The player must give the crew orders to operate and pilot the ship. Herein lies the difficulty: the player must make quick decisions and set priorities in order to handle, for example, several attackers in time and fight them in a sensible manner, with the right weapons and to divide energy for various purposes, such as flying evasive manoeuvres and keeping the life support systems in operation and repairing damage with the limited availability of repair robots, etc. The cargo can be looted by pirates if they aren't fended off in time. Various technical systems can be individually damaged, so the player must often improvise. Crew members can become stressed during flight, so they start to make mistakes. Crew members can also die if the ship becomes too badly damaged.

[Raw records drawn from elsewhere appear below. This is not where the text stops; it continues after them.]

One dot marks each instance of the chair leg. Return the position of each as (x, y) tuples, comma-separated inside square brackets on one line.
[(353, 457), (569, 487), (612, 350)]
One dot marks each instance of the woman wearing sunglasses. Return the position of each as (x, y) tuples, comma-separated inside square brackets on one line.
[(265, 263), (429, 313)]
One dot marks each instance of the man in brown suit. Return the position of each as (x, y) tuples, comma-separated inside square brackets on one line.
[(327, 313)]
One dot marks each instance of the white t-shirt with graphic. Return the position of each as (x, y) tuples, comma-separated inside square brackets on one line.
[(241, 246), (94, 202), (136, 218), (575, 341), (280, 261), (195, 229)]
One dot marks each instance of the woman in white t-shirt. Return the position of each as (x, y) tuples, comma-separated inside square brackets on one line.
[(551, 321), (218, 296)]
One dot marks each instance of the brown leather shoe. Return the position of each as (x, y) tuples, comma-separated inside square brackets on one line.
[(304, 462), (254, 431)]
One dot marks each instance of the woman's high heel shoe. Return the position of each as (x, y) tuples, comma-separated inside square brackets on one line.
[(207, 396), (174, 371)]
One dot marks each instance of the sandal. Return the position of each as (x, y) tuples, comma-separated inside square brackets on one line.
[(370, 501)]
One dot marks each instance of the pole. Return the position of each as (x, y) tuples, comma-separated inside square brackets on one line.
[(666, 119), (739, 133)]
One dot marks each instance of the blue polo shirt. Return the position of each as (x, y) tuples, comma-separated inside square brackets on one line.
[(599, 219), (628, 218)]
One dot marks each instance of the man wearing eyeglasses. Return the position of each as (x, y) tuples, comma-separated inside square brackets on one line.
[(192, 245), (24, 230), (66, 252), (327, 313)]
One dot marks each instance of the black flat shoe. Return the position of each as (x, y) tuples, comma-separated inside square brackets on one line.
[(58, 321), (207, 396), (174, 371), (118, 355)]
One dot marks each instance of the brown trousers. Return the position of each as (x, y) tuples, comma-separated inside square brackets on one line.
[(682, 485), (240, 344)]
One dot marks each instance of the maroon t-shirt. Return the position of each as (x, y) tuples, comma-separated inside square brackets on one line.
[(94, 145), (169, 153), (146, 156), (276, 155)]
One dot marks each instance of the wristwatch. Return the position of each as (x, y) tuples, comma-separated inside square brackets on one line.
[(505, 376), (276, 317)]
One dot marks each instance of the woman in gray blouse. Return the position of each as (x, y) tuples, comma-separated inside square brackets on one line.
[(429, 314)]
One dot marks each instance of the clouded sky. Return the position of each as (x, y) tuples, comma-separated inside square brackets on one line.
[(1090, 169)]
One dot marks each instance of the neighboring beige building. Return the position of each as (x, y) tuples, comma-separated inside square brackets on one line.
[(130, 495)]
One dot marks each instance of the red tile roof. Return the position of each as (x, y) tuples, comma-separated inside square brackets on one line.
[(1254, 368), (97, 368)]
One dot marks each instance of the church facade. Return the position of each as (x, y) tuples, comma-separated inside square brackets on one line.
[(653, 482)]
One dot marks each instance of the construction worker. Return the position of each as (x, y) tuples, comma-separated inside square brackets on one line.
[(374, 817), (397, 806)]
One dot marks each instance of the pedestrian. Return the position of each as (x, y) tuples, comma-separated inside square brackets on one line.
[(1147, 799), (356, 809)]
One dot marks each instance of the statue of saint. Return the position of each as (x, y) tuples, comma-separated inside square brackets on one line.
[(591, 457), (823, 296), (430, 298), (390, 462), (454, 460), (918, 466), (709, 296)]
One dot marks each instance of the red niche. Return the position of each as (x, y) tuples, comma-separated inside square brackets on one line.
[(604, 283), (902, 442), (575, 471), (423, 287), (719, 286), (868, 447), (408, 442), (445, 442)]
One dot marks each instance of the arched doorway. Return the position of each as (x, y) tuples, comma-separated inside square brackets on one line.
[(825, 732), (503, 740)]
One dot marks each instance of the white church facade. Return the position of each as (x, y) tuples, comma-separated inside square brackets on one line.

The game is lost if the ship is destroyed beyond repair or completely looted. Victory is achieved by arriving at the target planet having at least one portion of the cargo. The player's score depends on the route chosen (difficult routes give more points), the amount of salvaged cargo and the flight time. The faster the cargo arrives, the more points are awarded.

===Graphics===
In the user interface, the upper left corner is the space view. The top right displays the crew member in the active department. Below this is a narrow indicator bar. The bottom half of the screen is occupied with text fields to follow the details of the respective department, such as lists of detected attackers or details on which robots are divided among repairs.

===Sound===
The sound of the Commodore 64 version was rated very good by many reviewers, and the SID music by Ed Bogas was described as "diverse".

==Reception==

Computer Gaming World in 1986 called Psi-5 Trading Company "both challenging and fast-moving. It is extremely absorbing as one crisis after another bombards the player", and concluded that it "blends 'fog of war', tactical options, and smooth playability into an exciting challenge and a stirring space adventure". A 1994 survey of strategic space games set in the year 2000 and later gave the game two-plus stars out of five, stating that as "One of the first 'alien trading' games, it was interesting in its time". AllGame reviewed the DOS version of the game and said Psi 5 "offers an impressive deep array of choices" and "the game's display is... laid out logically and is easily accessible," they criticized the use of two executables and said the crewmember view and space views were "mostly useless". Overall, they said that the "complex strategy gameplay is carried out in real time but with an impressively simple and easy to use interface," but that since the player can't carry out any action themselves, but only delegate tasks, that it "gives the game the feeling of a strong management simulation." They gave the game 3½ stars out of 5 and gave the Graphics, Enjoyment and Replay Value the highest marks.

Review scores
| Publication | Score |
|---|---|
| AllGame | 3.5/5 |
| Computer Gaming World | 2.5/5 |

==Ports==
The original Commodore 64 version was released in 1985. Ports to other systems followed:
- Amstrad CPC, 1985
- Amstrad PCW, 1986
- Apple II, 1985
- IBM PC compatibles with CGA graphics, 1986
- ZX Spectrum, 1986

==Comic story==
Psi-5 Trading Company featured in six episodes of Computer Warrior in British comic Eagle issues 210 to 215, in 1986.

==Legacy==
In 2022, a 20th Anniversary Edition remake by programmer, designer and musician Gary Wong was made available for free.